Objective: The pretemporal approach has gained popularity for the treatment of basilar apex aneurysms. However, it requires the sacrifice of anterior temporal bridging veins to allow posterior temporal lobe retraction and, for patients with dominant pretemporal venous drainage, has the attendant risk of venous hypertension, hemorrhagic venous infarction, or seizures postoperatively. Alternatively, we have found that splitting the sylvian fissure, resecting the uncus, and applying posterolateral retraction to the medial temporal lobe provides a similar exposure to the basilar apex while preserving the anterior temporal bridging veins. To evaluate the transsylvian, trans-uncal approach to the basilar apex, we report our initial clinical results using this exposure in eight consecutive patients. A morphometric cadaveric analysis comparing this approach with the pretemporal approach was also performed.

Methods: For the clinical study, all hospital charts and imaging studies were retrospectively reviewed for patients undergoing the transsylvian, trans-uncal approach for the treatment of an upper basilar trunk aneurysm between July 2000 and July 2002. In the anatomic study, six formalin-fixed cadaver specimens were used. Two sequential exposures of the basilar apex were performed on each specimen side. First, the pretemporal exposure was performed with anteroposterior temporal lobe retraction. Next, after the temporal lobe had been allowed to return to normal anatomic position, the retractor was repositioned on the medial aspect of the temporal lobe superficial to the uncus, and a 10 x 10 x 15-mm volume of uncus was removed. Morphometric measurements were performed for each exposure.

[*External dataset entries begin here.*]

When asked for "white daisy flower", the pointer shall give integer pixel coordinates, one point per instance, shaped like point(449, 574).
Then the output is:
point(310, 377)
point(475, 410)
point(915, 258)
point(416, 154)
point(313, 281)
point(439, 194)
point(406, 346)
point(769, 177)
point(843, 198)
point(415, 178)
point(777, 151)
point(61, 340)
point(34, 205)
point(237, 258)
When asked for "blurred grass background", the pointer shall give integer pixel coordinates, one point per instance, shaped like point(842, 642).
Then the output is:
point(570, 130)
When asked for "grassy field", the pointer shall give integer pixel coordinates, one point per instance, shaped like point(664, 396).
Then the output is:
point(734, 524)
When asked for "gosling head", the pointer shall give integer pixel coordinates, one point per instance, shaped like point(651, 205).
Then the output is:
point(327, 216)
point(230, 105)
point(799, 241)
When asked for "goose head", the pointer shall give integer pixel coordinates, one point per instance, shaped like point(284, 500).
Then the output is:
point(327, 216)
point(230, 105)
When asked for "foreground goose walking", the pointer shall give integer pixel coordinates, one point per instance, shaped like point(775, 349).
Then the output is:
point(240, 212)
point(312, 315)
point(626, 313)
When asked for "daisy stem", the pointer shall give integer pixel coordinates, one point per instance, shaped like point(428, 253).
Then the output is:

Results: Four basilar bifurcation and four superior cerebellar segment aneurysms in eight consecutive patients were successfully clip-ligated by use of the transsylvian, trans-uncal approach. All patients had temporal bridging veins that were preserved, as documented by angiography and operative reports. No patient developed a venous infarction or new postoperative seizures, with a mean follow-up of 9.75 months (range, 0.5-28 mo). The cadaveric analysis revealed that in addition to providing a similar exposure of the upper basilar complex, the transsylvian, trans-uncal approach provided additional exposure of the ipsilateral posterior cerebral and superior cerebellar arteries compared with the pretemporal approach.

Conclusion: When approaching the basilar bifurcation, the transsylvian, trans-uncal approach provides superior exposure of the ipsilateral superior cerebellar and posterior cerebral arteries compared with the pretemporal approach, while preserving the anterior temporal bridging veins. This approach is most valuable in patients with dominant temporal venous drainage or when additional exposure of the ipsilateral posterior cerebral or superior cerebellar arteries is required.